Credo questo sia anche uno dei motivi per cui Gesù invitava spesso i discepoli a non parlare delle sue opere di guarigione.
Nel mondo agiscono i demoni – si dice nei Vangeli – cioè i sentimenti e le volontà malvagie – come forse saremmo più disposti a chiamarli oggi; tutti i tentativi umani di sostituirsi a Dio sono da annoverarsi tra questi demoni, a questa tentazione sono esposti anche gli inviati, quasi come nell’antico adagio: mentre il saggio indica la luna, lo stolto guarda il dito.
Gesù annuncia il regno di Dio, non il suo; la volontà del Padre, non la propria; la volontà di Dio è che le creature rimangano nel suo amore, il nuovo comandamento è l’unica legge che fa vivere l’uomo, comprensibile sia per la ragione, che per il cuore umano.
Per noi la questione rimane inalterata nel tempo: come comprendere, seguire e raccontare il Vangelo, come rimanere nel Suo amore, come farsi prossimi agli altri, senza essere scambiati per la fonte del bene e, soprattutto, senza sentirsi la fonte del bene che, eventualmente, riusciamo a dare?
Ciascuno potrebbe porsi la stessa domanda rispetto al proprio modo di amare, di voler bene. Per esempio, da dove viene l’amore che si prova per per un figlio o per il partner? Da dove viene questa forza che monta come una marea e rende capaci di vivere per l’altro, senza sentirsi diminuiti in nulla? Cos’è che fa sentire così vivi?
I membri della comunità cristiana sono strumenti pratici per la realizzazione del nuovo comandamento; se ci facciamo prossimi all’altro, questo significa che ci stiamo occupando di ciò che Dio stesso sta facendo. Frapporsi o anche solo pensare di poter ostacolare il Suo progetto è il tradimento peggiore.
“Gesù ebbe compassione di quella gente”: è un manifesto teologico, una proposta di rinnovamento della religione e dell’uomo e ha delle conseguenze. Per tutti.
Dio è uscito dall’Olimpo e dagli imperi, guarda agli uomini e si commuove, non indottrina, ama, cura, nutre, guarisce e libera dalle schiavitù.

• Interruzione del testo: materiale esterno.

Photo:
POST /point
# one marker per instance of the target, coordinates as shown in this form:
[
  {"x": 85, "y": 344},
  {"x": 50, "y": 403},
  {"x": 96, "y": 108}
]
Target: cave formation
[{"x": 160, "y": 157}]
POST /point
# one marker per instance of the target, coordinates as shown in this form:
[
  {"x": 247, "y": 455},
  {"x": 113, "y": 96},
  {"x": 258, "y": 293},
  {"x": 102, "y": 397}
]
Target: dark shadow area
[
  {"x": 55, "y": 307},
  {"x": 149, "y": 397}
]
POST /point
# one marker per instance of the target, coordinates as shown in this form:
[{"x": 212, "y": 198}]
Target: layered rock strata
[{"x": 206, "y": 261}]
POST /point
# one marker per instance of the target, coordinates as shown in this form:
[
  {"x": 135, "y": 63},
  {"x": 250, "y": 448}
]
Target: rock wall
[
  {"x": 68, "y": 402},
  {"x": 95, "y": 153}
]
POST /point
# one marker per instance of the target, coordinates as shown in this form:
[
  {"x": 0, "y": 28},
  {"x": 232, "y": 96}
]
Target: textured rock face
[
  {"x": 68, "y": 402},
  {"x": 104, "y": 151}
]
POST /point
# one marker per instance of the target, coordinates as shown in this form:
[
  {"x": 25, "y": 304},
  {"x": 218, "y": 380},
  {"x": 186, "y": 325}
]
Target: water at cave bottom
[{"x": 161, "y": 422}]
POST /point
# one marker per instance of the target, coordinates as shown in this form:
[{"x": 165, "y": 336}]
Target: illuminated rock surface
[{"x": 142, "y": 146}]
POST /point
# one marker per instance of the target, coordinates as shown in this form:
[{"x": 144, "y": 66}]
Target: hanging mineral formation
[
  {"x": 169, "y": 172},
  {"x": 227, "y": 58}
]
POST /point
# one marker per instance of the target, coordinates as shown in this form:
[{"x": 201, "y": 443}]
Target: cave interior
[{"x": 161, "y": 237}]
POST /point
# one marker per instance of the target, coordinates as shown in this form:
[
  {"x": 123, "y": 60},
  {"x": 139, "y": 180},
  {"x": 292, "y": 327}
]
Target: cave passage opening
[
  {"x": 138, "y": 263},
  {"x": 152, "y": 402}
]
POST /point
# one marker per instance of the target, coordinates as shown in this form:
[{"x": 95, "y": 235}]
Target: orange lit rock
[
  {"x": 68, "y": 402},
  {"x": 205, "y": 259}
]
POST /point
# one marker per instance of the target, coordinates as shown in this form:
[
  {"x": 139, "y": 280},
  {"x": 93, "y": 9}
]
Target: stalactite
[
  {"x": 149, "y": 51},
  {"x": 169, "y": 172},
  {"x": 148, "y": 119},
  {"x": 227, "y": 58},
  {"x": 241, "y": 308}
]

Gli uomini sono usciti dall’epoca degli dèi falsi e bugiardi? Hanno smesso di nascondersi? Hanno imparato ad assumersi rettamente la responsabilità dell’eredità ricevuta in dono per poterla trasmettere? In altri termini, abbiamo imparato ad amare?

Il Signore è il mio pastore, recita il salmo 23. 
Erano come pecore senza pastore, dice il Vangelo…
Avevano dimenticato Dio?
Avevano perso la strada per arrivarci?Erano persone sbandate?
Tutti avevano bisogno di amore; tutti hanno bisogno d’amore, tutti possono darlo, l’importante è rendersi conto di essere attraversati da quella marea che non finisce, perché la fonte è inesauribile.
(E non scansarsi).
Rimanere in Cristo è semplicemente questo.